The Karoq will not set the heart of any motoring enthusiasts alight, nor will it turn heads. More so, people won’t notice it, but that’s what makes it so great.

This car was not designed to entertain, its purpose is to provide as much practicality as possible, while getting you to your destination in comfort and safety and the Karoq delivers that in spades.

Its nifty little design cues and features such as the parking ticket holder and famous Skoda ice scraper in the fuel cap that really show that this car has been thoroughly thought through. Its little door bin with a bag and clever elastic door strings to hold bigger water bottles in place just make the car a thoroughly enjoyable experience in terms of ease.

Boot space is cavanass and there are plenty of tethering hooks and storage nets to keep bags and shopping in place, and there is even an umbrella underneath the front passenger seat.

The back seats slide forwards and backwards to increase the already impressive luggage capacity or improve legroom for rear seat passengers. There are picnic tables with slide out cup holders and mobile phone holders – as though everything has been put there to cater for your needs. The back seats also recline and they fold down and can be removed entirely – very similarly to how the car it replaced, the Yeti, did all its tricks.
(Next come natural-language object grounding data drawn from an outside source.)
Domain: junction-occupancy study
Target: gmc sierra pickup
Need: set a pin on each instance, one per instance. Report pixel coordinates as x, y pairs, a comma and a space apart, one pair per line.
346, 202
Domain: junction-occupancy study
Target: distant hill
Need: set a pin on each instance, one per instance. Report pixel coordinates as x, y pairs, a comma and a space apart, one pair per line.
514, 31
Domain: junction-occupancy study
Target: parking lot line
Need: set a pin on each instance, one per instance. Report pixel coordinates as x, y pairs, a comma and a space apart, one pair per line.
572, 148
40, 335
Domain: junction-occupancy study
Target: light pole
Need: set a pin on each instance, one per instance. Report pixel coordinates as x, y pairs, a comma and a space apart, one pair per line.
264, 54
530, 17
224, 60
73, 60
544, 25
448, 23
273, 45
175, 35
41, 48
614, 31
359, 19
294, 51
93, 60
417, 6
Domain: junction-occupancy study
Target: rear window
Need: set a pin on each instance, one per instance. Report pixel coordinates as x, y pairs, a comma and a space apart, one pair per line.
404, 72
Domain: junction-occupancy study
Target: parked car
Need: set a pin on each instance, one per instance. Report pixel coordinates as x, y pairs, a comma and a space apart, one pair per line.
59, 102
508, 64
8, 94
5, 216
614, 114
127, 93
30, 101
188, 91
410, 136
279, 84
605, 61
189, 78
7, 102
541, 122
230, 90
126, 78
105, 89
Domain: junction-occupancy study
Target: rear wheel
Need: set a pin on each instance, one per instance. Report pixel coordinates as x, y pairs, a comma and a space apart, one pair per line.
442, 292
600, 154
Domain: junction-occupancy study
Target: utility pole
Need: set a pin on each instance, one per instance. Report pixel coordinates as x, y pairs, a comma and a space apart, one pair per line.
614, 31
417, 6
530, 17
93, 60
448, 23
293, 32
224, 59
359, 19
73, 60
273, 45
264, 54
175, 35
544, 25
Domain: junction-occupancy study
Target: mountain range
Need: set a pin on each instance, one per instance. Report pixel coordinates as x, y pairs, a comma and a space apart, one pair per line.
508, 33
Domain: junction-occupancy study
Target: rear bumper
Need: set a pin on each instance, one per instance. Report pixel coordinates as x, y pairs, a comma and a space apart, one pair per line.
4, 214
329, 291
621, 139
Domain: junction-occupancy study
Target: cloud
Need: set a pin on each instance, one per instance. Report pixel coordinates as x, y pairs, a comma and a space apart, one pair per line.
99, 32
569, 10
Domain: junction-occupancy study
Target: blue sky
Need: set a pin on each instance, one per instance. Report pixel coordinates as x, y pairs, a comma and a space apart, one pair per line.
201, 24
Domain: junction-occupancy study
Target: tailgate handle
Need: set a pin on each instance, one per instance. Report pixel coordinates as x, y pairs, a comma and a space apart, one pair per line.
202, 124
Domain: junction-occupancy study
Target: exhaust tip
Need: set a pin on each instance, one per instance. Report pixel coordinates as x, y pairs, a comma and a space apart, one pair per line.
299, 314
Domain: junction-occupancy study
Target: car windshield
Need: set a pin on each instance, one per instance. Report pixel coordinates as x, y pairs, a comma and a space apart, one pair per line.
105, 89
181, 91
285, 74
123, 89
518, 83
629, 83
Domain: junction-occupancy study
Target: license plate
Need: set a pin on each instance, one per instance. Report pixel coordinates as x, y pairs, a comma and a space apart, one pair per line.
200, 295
The engine is perfectly powerful enough and is very quiet at speeds making it very relaxing to travel on the motorway, plus averaging 53mpg on trips was pretty impressive for a 1.5-litre turbocharged petrol with an automatic gearbox.
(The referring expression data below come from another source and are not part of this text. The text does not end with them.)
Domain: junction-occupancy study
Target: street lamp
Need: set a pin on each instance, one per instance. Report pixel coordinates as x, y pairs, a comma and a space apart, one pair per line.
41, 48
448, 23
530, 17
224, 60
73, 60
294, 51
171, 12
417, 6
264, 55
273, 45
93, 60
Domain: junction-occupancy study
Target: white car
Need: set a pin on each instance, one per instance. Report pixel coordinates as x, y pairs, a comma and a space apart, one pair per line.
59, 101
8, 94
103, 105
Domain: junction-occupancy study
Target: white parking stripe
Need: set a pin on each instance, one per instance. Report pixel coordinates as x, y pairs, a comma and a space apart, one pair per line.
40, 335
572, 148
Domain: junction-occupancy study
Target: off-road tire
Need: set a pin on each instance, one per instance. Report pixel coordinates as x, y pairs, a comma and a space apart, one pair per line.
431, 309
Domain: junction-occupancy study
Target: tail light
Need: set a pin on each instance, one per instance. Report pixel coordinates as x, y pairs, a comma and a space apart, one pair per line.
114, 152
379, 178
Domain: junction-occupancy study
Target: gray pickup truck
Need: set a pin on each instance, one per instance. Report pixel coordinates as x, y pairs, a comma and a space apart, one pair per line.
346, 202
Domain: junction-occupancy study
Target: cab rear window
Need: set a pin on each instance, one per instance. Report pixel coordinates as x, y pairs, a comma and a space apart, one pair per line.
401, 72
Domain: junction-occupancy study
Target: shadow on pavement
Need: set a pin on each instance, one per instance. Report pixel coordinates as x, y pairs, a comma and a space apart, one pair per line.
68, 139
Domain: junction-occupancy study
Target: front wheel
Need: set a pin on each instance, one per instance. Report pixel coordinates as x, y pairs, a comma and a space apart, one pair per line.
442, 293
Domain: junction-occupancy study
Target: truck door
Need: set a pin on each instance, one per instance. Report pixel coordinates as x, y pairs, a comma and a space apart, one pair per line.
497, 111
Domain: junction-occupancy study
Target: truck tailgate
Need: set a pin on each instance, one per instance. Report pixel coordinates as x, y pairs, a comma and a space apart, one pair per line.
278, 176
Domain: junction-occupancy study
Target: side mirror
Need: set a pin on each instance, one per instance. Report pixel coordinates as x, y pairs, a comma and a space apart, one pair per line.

Reliability wise, nothing has broken nor falling off and the build quality is second to none with everything feeling solid and of high quality.

Underneath its skin, the Karoq sits on the Volkswagen Group MQB platform, meaning it’s similar to a number of cars. The Karoq has been exceptional when it comes to long-distance journeys. The suspension does a great job of soaking up all the lumps and bumps and it’s very refined and quiet at speeds. The steering is nice and light and it goes around corners without much fuss, even if it is a little vague.
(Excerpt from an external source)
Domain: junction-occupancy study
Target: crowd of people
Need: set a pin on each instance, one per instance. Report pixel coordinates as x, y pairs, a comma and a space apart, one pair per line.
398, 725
My only gripe is with the optional DSG automatic gearbox which has a tendency to change down a gear when on steep declines, meaning the engine screams at you. Plus, with the touch of the throttle, the transmission kicks down a couple of gears as you lurch out of your seat.

The interior of our Karoq had the optional cream leather, and although it looked classy from afar, up close, dirt would stick to the seats very easily, with interior shampoo having to be frequently used to remove any marks that would appear. The seats were extremely comfortable and great on long trips. Storage inside the Karoq has been plentiful with a large centre console, decent sized glovebox with a pen holder, and a handy storage compartment located on the dashboard is a nice touch. There is a little drawer located next to the steering wheel and the wheel itself is lovely to hold with a nice design and it’s heated, too.

Overall, for my time in this car, I think the Karoq has been a superb (no pun intended) all rounder. Yes, it may not excite and have the pizazz but as a vehicle, the Karoq really is a truly brilliant car that I will miss greatly.

As a car enthusiast, you tend to bypass the practicality and comfort side and just focus on the driving experience. But with the Karoq, it’s made me think again about what the average person looks for in a car. For a daily commuter and family wagon, this is an almost complete package.